In the refrigeration cycle apparatus 1 according to the present embodiment, the secondary-side refrigerant flowing through the secondary-side flow path 35a of the cascade heat exchanger 35 used as the heat source of the secondary-side refrigerant circuit 10 does not exchange heat with outdoor air, but exchanges heat with the primary-side refrigerant flowing through the primary-side refrigerant circuit 5a. Since temperature of the outdoor air changes naturally, it cannot be controlled. On the other hand, in the primary-side refrigerant circuit 5a, the primary-side compressor 71 or the like can control capacity. For this reason, even if the temperature of the outdoor air changes, the capacity is controlled in the primary-side refrigerant circuit 5a, so that it is easy to secure an amount of heat exchange required in the secondary-side flow path 35a of the cascade heat exchanger 35 of the secondary-side refrigerant circuit 10. As a result, even if the temperature of the outdoor air changes, the amount of heat exchange in the secondary-side flow path 35a of the cascade heat exchanger 35 can be controlled so as to cope with load processing required in the secondary-side refrigerant circuit 10.

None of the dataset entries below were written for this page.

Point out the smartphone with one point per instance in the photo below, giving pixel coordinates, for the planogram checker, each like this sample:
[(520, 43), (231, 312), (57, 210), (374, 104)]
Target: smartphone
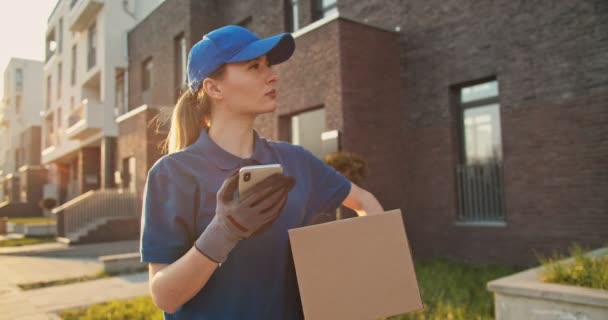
[(251, 175)]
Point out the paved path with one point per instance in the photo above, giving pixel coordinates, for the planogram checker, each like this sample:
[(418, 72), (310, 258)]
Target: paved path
[(52, 261)]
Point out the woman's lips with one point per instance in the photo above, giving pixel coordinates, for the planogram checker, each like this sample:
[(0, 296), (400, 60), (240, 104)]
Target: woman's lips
[(272, 93)]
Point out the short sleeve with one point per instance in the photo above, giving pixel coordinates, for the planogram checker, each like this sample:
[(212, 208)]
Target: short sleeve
[(328, 187), (166, 219)]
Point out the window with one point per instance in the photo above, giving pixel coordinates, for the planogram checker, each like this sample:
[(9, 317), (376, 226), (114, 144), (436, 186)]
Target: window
[(73, 73), (51, 45), (92, 46), (17, 103), (59, 80), (120, 93), (479, 173), (48, 92), (180, 63), (50, 132), (59, 125), (147, 74), (292, 19), (323, 8), (306, 130), (60, 36), (481, 116), (246, 22), (19, 80)]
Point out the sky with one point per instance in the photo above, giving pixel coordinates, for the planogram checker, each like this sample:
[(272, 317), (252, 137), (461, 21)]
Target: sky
[(22, 30)]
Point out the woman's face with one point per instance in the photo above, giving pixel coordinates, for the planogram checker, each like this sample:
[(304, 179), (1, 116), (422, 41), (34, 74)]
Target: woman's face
[(248, 86)]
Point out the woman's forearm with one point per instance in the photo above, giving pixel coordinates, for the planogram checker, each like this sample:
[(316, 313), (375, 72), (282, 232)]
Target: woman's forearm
[(176, 283), (369, 205)]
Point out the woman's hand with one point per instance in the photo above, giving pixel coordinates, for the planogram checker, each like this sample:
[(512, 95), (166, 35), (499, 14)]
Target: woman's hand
[(251, 214)]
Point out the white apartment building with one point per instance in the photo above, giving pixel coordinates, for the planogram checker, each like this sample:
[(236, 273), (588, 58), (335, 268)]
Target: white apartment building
[(19, 119), (84, 90)]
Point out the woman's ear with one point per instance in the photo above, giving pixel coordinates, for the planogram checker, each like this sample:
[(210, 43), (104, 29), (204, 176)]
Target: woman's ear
[(212, 88)]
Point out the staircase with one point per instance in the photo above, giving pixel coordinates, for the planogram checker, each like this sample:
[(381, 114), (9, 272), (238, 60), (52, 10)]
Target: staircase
[(98, 216)]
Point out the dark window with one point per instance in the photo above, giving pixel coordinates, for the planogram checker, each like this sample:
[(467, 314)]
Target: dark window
[(292, 19), (180, 63), (48, 92), (323, 8), (74, 69), (51, 45), (246, 22), (59, 80), (120, 93), (59, 125), (17, 103), (147, 74), (306, 129), (92, 46), (19, 79), (479, 172), (60, 36)]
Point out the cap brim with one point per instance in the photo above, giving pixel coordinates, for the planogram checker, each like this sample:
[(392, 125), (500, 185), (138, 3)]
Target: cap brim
[(277, 48)]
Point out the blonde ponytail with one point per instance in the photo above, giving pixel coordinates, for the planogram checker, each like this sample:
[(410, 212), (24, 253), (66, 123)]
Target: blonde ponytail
[(191, 114)]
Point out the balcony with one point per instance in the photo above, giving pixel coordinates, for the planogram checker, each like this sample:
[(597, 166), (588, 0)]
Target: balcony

In particular, in the present embodiment, the carbon dioxide refrigerant is used as the secondary-side refrigerant in the secondary-side refrigerant circuit 10. This carbon dioxide refrigerant can exceed a critical point when used in a refrigeration cycle. On the other hand, in the refrigeration cycle apparatus 1 according to the present embodiment, the carbon dioxide refrigerant flowing through the secondary-side flow path 35a of the cascade heat exchanger 35 does not exchange heat with the outdoor air whose temperature cannot be controlled, but exchanges heat with the primary-side refrigerant whose temperature can be controlled flowing through the primary-side refrigerant circuit 5a. Therefore, not only the secondary-side compressor 21 or the like in the secondary-side refrigerant circuit 10 is controlled, but also the temperature and the flow rate of the primary-side refrigerant sent to the primary-side flow path 35b of the cascade heat exchanger 35 are controlled, whereby the carbon dioxide refrigerant flowing through the secondary-side flow path 35a of the cascade heat exchanger 35 can be prevented from exceeding the critical point. Since behavior of the carbon dioxide refrigerant in the vicinity of the critical point becomes unstable, when an operation condition of the refrigeration cycle apparatus 1 is an operation condition in which the carbon dioxide refrigerant in the secondary-side refrigerant circuit 10 is in the vicinity of the critical point, it is possible to stabilize the refrigeration cycle by controlling the secondary-side refrigerant circuit 10 and the primary-side refrigerant circuit 5a so that the carbon dioxide refrigerant greatly exceeds the critical point.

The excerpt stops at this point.